9:35 a.m. Sen. Royce West and Chrysta Castañeda for ESD and Charla Aldous and Brent Walker for the Does are all MIA, as is Judge Benson. Word in the peanut gallery is they are in chambers, but no one knows for sure.
10 a.m. Benson is holding other civil cases in her chambers, no reference made to ESD lawsuit at all by clerk announcing cases.
10:30 a.m. Court goes into open session but microphones appear to be turned off or down. It’s nearly impossible to hear what is being said. Compounding this auditory difficulty, all spectators are required to sit in the last two rows of the courtroom in preparation for jury selection. I can barely hear Castañeda ask for a motion of continuance, which Walker objects to on the grounds of timeliness. Benson denies the motion.

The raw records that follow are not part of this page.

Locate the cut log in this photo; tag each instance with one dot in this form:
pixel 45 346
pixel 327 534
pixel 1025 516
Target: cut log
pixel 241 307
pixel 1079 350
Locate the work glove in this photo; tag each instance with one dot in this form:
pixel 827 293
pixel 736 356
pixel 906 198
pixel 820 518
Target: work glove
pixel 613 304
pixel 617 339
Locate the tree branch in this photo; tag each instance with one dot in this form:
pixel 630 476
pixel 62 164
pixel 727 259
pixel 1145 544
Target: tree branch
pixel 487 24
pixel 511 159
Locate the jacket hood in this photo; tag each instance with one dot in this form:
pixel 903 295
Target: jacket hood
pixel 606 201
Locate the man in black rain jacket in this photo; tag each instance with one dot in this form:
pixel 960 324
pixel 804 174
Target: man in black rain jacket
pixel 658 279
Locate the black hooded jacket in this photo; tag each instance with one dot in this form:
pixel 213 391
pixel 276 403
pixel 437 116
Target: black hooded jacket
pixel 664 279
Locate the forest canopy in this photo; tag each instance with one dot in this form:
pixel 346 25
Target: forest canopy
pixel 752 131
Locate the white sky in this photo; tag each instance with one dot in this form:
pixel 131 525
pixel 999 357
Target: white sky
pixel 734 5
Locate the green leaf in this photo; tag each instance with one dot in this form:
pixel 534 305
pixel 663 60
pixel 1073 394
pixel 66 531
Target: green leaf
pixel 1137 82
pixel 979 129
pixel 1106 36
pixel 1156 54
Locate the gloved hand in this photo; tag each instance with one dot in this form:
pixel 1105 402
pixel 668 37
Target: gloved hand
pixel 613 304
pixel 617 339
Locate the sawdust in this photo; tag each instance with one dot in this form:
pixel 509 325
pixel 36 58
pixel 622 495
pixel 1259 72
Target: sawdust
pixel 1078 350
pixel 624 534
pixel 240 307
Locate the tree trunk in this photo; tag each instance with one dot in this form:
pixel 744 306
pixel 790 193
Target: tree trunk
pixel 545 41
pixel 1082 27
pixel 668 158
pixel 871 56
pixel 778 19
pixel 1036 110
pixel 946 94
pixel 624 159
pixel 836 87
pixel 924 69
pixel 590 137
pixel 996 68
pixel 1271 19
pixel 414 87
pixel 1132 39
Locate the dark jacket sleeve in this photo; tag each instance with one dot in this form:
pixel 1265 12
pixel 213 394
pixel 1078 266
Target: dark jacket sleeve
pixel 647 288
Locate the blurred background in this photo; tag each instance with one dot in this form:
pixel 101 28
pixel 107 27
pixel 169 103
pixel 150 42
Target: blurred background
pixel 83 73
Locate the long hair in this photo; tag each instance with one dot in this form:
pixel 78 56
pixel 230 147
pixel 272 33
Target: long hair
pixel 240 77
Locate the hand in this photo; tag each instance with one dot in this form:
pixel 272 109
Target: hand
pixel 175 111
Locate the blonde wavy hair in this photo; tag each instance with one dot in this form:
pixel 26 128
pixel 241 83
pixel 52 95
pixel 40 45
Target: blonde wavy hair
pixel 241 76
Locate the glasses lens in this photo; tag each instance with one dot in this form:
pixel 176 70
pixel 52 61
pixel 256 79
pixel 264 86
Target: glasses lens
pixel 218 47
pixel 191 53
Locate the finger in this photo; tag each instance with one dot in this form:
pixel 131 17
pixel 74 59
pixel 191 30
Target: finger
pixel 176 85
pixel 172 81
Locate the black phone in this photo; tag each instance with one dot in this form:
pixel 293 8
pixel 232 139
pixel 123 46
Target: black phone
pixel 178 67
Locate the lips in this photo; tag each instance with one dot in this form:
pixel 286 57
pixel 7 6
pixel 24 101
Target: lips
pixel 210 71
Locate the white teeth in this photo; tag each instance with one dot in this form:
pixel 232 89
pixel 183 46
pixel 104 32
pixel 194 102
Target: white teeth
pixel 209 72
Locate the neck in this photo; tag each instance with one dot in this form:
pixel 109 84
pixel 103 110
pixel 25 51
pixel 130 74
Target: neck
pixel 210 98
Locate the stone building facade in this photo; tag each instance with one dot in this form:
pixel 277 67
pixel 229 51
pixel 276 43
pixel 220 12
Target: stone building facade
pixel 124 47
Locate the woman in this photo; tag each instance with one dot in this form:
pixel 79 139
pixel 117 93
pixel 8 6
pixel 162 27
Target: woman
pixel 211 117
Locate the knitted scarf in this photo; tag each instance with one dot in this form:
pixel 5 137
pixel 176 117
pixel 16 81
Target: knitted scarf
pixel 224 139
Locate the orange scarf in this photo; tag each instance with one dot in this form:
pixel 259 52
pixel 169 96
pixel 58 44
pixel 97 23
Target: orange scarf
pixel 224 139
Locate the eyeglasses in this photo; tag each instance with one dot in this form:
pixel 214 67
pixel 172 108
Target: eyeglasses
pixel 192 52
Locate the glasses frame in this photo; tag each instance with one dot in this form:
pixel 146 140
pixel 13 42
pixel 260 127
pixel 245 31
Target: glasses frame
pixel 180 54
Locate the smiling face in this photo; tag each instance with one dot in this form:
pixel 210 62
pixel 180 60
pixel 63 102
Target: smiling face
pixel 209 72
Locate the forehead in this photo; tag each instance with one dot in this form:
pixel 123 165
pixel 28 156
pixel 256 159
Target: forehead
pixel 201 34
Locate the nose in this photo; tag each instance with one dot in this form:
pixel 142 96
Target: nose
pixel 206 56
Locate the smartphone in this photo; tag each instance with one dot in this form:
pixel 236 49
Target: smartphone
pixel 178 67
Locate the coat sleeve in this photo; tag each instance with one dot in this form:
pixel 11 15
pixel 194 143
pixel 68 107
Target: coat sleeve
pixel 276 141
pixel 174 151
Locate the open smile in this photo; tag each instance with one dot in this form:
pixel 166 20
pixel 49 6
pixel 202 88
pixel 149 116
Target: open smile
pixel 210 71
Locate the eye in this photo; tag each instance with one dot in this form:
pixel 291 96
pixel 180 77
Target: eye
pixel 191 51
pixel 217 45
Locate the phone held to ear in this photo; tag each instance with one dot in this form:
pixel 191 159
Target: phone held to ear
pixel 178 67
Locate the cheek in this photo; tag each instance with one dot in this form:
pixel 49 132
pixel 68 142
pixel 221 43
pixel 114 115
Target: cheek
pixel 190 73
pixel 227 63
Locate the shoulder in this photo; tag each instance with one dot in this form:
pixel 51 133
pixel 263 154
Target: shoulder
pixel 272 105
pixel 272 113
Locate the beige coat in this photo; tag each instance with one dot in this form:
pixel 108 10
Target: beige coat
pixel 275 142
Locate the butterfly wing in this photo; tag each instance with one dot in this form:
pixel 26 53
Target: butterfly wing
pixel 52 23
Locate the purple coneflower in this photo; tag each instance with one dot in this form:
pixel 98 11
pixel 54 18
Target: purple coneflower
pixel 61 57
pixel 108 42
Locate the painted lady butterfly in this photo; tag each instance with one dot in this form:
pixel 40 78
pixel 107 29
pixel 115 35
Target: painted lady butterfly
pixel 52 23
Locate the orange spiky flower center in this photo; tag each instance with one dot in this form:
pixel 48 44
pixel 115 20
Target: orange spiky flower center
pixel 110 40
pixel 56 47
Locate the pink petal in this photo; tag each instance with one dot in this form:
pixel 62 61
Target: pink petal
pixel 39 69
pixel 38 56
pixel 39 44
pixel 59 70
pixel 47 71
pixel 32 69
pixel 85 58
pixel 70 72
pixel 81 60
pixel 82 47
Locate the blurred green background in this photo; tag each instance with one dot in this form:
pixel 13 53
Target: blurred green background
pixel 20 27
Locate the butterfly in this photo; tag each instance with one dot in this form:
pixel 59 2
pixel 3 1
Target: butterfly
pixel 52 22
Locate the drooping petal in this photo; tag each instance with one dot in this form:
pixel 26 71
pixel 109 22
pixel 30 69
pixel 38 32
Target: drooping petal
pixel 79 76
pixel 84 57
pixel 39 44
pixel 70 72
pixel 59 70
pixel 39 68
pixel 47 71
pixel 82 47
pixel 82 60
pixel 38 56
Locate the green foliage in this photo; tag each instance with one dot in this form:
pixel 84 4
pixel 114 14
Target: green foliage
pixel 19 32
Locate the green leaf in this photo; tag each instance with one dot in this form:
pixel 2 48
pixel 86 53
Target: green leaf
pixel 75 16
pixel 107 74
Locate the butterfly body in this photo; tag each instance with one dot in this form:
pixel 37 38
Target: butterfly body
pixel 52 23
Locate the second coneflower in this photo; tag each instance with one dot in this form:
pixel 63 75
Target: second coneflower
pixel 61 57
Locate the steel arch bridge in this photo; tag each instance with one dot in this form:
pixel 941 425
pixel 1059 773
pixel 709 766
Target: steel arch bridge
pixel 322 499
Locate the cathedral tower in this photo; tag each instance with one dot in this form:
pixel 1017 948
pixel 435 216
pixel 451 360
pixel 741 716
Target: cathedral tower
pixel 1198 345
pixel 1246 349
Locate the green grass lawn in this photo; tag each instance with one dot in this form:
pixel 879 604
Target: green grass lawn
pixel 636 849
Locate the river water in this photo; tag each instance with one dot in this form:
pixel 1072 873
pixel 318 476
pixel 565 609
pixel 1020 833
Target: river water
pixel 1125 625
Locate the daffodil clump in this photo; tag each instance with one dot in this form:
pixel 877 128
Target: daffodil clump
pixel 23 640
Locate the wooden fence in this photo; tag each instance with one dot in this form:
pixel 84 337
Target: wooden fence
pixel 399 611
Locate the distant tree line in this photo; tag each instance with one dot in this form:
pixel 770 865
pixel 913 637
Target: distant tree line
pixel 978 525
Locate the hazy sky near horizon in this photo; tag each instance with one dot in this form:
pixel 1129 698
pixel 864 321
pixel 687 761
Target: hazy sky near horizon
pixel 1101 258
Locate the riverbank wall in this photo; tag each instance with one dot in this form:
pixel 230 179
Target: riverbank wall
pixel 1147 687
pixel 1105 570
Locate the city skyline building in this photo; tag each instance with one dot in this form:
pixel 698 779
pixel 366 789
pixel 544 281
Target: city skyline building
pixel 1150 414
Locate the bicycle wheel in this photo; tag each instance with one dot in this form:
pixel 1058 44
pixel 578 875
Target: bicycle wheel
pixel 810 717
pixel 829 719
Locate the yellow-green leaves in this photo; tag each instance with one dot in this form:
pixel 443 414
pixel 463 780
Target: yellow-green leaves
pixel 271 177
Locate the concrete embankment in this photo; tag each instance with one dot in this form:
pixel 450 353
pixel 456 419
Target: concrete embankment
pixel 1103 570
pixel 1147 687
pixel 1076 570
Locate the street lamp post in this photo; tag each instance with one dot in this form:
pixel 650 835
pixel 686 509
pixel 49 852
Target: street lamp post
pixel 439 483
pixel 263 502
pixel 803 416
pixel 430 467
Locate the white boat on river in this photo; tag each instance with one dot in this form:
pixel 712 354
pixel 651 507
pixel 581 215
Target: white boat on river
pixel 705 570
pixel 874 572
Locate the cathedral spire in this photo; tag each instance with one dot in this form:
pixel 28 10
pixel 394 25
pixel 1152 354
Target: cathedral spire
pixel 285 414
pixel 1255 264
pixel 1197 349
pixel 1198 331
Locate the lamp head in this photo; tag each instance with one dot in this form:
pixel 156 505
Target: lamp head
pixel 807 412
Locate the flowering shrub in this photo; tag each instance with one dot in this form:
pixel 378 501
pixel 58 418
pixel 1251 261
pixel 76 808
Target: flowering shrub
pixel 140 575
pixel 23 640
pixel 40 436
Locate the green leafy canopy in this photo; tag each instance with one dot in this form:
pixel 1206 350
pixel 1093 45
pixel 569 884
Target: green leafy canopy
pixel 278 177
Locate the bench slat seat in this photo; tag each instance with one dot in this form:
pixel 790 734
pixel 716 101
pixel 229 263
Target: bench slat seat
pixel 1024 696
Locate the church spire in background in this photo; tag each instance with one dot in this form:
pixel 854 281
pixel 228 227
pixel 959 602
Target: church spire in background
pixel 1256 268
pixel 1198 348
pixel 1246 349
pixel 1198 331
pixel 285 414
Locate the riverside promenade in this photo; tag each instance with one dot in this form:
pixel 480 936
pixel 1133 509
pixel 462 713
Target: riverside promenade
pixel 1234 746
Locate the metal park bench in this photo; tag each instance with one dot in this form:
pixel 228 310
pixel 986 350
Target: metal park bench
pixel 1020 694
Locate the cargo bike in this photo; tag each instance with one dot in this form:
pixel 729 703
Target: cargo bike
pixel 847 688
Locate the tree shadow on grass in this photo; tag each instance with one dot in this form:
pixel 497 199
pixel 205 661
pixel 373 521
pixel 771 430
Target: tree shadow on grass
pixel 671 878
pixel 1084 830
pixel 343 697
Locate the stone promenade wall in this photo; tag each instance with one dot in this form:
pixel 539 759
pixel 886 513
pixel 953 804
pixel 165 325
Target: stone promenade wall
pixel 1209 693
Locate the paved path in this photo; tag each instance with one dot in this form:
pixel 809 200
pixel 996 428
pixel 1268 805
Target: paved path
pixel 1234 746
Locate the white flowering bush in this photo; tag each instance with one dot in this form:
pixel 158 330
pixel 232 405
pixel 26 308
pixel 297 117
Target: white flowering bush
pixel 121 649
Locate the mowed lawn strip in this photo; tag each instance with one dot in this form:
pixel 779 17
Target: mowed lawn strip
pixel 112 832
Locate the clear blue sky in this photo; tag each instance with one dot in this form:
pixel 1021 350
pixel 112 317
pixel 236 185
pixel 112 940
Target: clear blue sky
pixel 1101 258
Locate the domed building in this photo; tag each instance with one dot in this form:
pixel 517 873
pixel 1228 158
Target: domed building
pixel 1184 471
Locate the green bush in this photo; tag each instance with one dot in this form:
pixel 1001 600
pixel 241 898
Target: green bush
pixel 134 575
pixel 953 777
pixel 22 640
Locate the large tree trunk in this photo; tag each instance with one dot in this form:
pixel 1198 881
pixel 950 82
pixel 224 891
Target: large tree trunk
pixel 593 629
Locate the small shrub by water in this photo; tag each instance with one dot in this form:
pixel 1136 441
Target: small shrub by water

10:40 a.m. The possibility of Sarah Campbell (ex-wife of the alleged assaulter J. Nathan Campbell) being deposed is brought up, presumably by Castañeda (again, auditory difficulties made attribution of this part murky). Walker objects, saying when they wanted to depose her, ESD blocked it under “spousal exclusion,” which prevents married people from testifying against each other.
“I get the sense there’s a game going on here,” Walker said.
Castañeda disagrees, saying that, “ESD did not block of the deposition of Sarah Campbell in the fall. ESD sought the deposition of Sarah Campbell.”
Either way, a “Quash” is granted. Sarah Campbell will not be deposed.
10:55 a.m. ESD files its motion for continuance as Exhibit No. 1, and the quash of Sarah Campbell’s deposition as Exhibit No. 2. Walker does not object.
11:10 a.m. Benson pulls the microphone close to make an announcement about jury forms, proving she is aware of the use, range, and properties of a microphone.
11:12 a.m. Mysterious drilling sound rings out multiple times in court. Benson goes to investigate. Karma, anyone?
11:30 a.m. The jury pool enters the court, 50 people in all with 28 men and 22 women. Benson announces that the trial is expected to run four to six weeks, which eliminates about half of the pool.